Helena, la semidiosa tiene una vista prodigiosa que le permite divisar con lujo de detalles a los guerreros y héroes aqueos y describírselos a Príamo. En el canto anterior atravesamos la revista de las naves y los nombres de sus comandantes, así como los del lado troyano. Ahora en la teichokospia de Helena los vemos un poco más incisivamente (¿es la mirada femenina?): Agamenón es un esforzado combatiente, hermoso y venerable, gallardo y alto de cuerpo; Ulises es espacioso de espaldas y pecho, raudo como un velloso carnero; capaz de urdir engaños de toda especie como de dar prudentes consejos; Ayax descuella entre los argivos por su cabeza y anchas espaldas; Idomeneo es como un dios. En medio de la teichoskopia, sucede otro cambio de lente: del interior del campo hemos subido a los ojos femeninos de Helena compartidos con la curiosidad del Príamo anciano y prudente y ahora ingresan los de Antenor, quien recuerda cuando Menelao y Odiseo vinieron a negociar por ella, y nos pasa la importante estampa que distingue el tamaño y la fuerza palpable y visible de la secreta y paciente del ingenioso, dueño de las palabras. ¿Otra forma del grito y la niebla?
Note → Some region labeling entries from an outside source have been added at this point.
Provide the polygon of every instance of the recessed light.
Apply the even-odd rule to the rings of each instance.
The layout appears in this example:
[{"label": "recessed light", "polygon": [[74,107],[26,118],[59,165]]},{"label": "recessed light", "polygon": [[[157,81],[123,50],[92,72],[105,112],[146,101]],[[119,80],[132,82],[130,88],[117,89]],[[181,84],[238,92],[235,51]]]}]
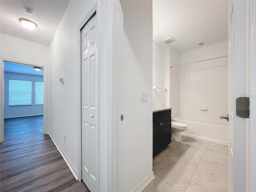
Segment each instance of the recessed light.
[{"label": "recessed light", "polygon": [[28,19],[20,18],[19,20],[23,27],[27,29],[33,30],[37,27],[37,25],[36,23]]},{"label": "recessed light", "polygon": [[25,8],[25,11],[28,14],[30,14],[30,15],[34,13],[34,11],[30,8],[28,8],[28,7]]},{"label": "recessed light", "polygon": [[205,42],[200,42],[198,44],[198,45],[203,45],[205,43]]}]

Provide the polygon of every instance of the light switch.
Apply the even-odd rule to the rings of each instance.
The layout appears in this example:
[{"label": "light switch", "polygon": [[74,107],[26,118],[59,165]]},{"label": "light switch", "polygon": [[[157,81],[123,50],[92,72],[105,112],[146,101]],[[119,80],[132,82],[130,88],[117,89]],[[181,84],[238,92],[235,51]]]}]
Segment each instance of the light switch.
[{"label": "light switch", "polygon": [[141,92],[141,102],[148,102],[148,94],[147,93]]}]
También podría serlo el episodio de las ofrendas a los dioses, donde aqueos y troyanos se encuentran con las armas depuestas, acordando los términos del combate entre Menelao y Paris. El grito: la algarabía, la ceremonia de la hecatombe, las plegarias. La niebla: la retirada de Príamo, quien se niega a ver morir a su hijo y vuelve a Troya, y de nuevo, el silencio, la indiferencia de los dioses a la sangre animal derramada.
Una dialéctica más oscura rodea las descripciones del narrador sobre la figura de Paris. Después de la ambigua presentación en los versos iniciales, contradictoria con la temblorosa huida posterior, volvemos a verlo magnífico, en una enjundiosa descripción de su armadura, escudo, grebas, espada, casco y lanza… sólo para verlo ser arrastrado por Menelao, en virtual derrota justo antes de que Afrodita lo extrajese de la batalla y lo depositase en la alcoba de Helena, envolviéndolo en una densa niebla. Los gritos en el campo de batalla arengando a los guerreros y la niebla de la diosa del amor que interfiere en la guerra para interrumpir el combate.
Frente al lecho vuelven a enfrentarse el grito de Helena que se atreve a discutir con Afrodita, hasta que la niebla que cubre su verdadera presencia se disipa en el grito que convence a la espartana de que se enfrenta a la diosa, y luego es Helena quien grita a Paris, reprochándole su cobardía y lamentando que no haya muerto en lugar de Menelao, contra la niebla de la pasión que se apodera de Paris como nunca -ni cuando la raptó-, como ahora, tras escapar de las manos del Atrida de Esparta. El grito de la guerra sucumbe a la niebla del amor. Ares dormido, vencido por el vaho cálido de Eros.
Quizás por ello no interviene en este canto ninguna otra divinidad.
Pero abajo, frente a las murallas, en los ánimos ardidos del combate trunco, Agamenón proclama el triunfo de Menelao y en las huestes triunfa el grito.